The final was played on 20 October 2024 at Glenisk O'Connor Park in Tullamore, between Kilcormac–Killoughey and Ballinamere, in what was their first ever meeting in the final. It was Ballinamere's first appearance in the final since 1908. Kilcormac–Killoughey won the match by 0–16 to 1–11 to claim their sixth championship title overall and a second title in succession.

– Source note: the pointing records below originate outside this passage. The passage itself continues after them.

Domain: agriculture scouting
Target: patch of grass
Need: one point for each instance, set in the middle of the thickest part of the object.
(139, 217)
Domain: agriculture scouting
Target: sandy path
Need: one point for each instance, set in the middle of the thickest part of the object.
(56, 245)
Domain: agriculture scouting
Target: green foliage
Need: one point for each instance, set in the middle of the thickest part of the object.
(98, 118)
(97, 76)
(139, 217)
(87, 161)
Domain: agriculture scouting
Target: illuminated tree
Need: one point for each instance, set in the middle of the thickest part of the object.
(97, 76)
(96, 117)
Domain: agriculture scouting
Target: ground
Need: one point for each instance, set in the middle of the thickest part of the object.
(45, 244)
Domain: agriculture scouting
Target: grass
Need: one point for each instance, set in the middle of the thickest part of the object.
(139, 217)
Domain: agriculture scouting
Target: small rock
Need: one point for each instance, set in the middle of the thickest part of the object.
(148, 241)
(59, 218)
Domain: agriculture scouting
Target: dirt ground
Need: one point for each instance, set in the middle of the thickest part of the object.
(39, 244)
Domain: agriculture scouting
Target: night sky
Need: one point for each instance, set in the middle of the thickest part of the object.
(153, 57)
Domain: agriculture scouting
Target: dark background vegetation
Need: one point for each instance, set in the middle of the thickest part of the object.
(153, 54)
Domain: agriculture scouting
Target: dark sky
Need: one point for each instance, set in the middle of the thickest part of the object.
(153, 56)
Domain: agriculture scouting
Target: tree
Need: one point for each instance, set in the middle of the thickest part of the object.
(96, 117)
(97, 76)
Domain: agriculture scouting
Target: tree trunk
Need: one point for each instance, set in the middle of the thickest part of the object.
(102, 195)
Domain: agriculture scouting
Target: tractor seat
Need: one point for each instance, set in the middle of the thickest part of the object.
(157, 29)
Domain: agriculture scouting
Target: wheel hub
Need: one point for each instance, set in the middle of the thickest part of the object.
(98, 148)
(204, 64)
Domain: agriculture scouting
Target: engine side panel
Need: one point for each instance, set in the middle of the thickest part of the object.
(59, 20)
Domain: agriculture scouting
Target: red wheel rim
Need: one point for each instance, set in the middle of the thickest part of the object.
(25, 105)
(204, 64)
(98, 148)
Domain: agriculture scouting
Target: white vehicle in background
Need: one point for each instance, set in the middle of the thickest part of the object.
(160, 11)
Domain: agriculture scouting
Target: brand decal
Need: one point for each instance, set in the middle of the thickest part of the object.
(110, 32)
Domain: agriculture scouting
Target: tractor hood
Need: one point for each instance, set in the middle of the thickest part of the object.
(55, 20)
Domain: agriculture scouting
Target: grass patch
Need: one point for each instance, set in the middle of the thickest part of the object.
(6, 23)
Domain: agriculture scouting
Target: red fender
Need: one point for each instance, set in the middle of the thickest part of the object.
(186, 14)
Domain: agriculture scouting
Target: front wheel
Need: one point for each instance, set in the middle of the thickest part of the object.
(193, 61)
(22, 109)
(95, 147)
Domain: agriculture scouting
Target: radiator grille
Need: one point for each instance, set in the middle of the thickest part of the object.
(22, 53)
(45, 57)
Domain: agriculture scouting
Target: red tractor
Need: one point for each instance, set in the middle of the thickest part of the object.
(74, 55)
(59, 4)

Kilcormac–Killoughey's Adam Screeney was the championship's top scorer with 3-50.

==Group 1==
===Group 1 table===

| Team | Matches | Score | Pts | | | | | |
| Pld | W | D | L | For | Against | Diff | | |
| Ballinamere | 4 | 3 | 1 | 0 | 111 | 67 | 44 | 7 |
| Shinrone | 4 | 2 | 1 | 1 | 79 | 82 | -3 | 5 |
| Birr | 4 | 2 | 1 | 1 | 76 | 79 | -3 | 5 |
| Kinnitty | 4 | 1 | 1 | 2 | 54 | 75 | -21 | 3 |
| Belmont | 4 | 0 | 0 | 4 | 59 | 76 | -17 | 0 |

==Group 2==
===Group 2 table===

| Team | Matches | Score | Pts | | | | | |
| Pld | W | D | L | For | Against | Diff | | |
| Kilcormac–Killoughey | 4 | 4 | 0 | 0 | 133 | 60 | 73 | 8 |
| Coolderry | 4 | 2 | 0 | 2 | 82 | 82 | 0 | 4 |
| St Rynagh's | 4 | 2 | 0 | 2 | 87 | 95 | -8 | 4 |
| Seir Kieran | 4 | 2 | 0 | 2 | 78 | 102 | -24 | 4 |
| Tullamore | 4 | 0 | 0 | 4 | 65 | 106 | -41 | 0 |

==Championship statistics==
===Top scorers===

- Overall

| Rank | Player | Club | Tally | Total | Matches | Average |
|---|---|---|---|---|---|---|
| 1 | Adam Screeney | Kilcormac–Killoughey | 3-50 | 59 | 6 | 9.83 |
| 2 | Brian Duignan | Ballinamere | 4-44 | 56 | 6 | 9.33 |
| 3 | Eoghan Cahill | Birr | 0-51 | 51 | 5 | 10.20 |
| 4 | Luke O'Connor | St Rynagh's | 2-41 | 47 | 6 | 7.83 |
| 5 | Luke Carey | Seir Kieran | 2-32 | 38 | 4 | 9.50 |
| 6 | Shane Dooley | Tullamore | 2-30 | 36 | 5 | 7.20 |
| 7 | Adam Egan | Belmont | 0-34 | 34 | 5 | 6.80 |
| 8 | Charlie Mitchell | Kilcormac–Killoughey | 5-17 | 32 | 6 | 5.33 |
| 9 | Donal Morkan | Shinrone | 0-29 | 29 | 5 | 5.80 |
| 10 | Eoin Burke | Coolderry | 0-26 | 26 | 5 | 5.20 |

- In a single game

| Rank | Player | Club | Tally | Total | Opposition |
| 1 | Brian Duignan | Ballinamere | 1-11 | 14 | Kinnitty |
| Eoghan Cahill | Birr | 0-14 | 14 | Shinrone |
| 3 | Adam Screeney | Kilcormac–Killoughey | 1-10 | 13 | Seir Kieran |
| Brian Duignan | Ballinamere | 1-10 | 13 | Shinrone |
| Luke Carey | Seir Kieran | 1-10 | 13 | Tullamore |
| 6 | Adam Screeney | Kilcormac–Killoughey | 1-09 | 12 | Tullamore |
| Luke O'Connor | St Rynagh's | 1-09 | 12 | Seir Kieran |
| Adam Egan | Belmont | 0-12 | 12 | Tullamore |
| Eoghan Cahill | Birr | 0-12 | 12 | Ballinamere |
| 10 | Charlie Mitchell | Kilcormac–Killoughey | 2-05 | 11 | Coolderry |
| Luke O'Connor | St Rynagh's | 0-11 | 11 | Birr |

===Miscellaneous===

- Ballinamere qualify for the final for the first time since 1908.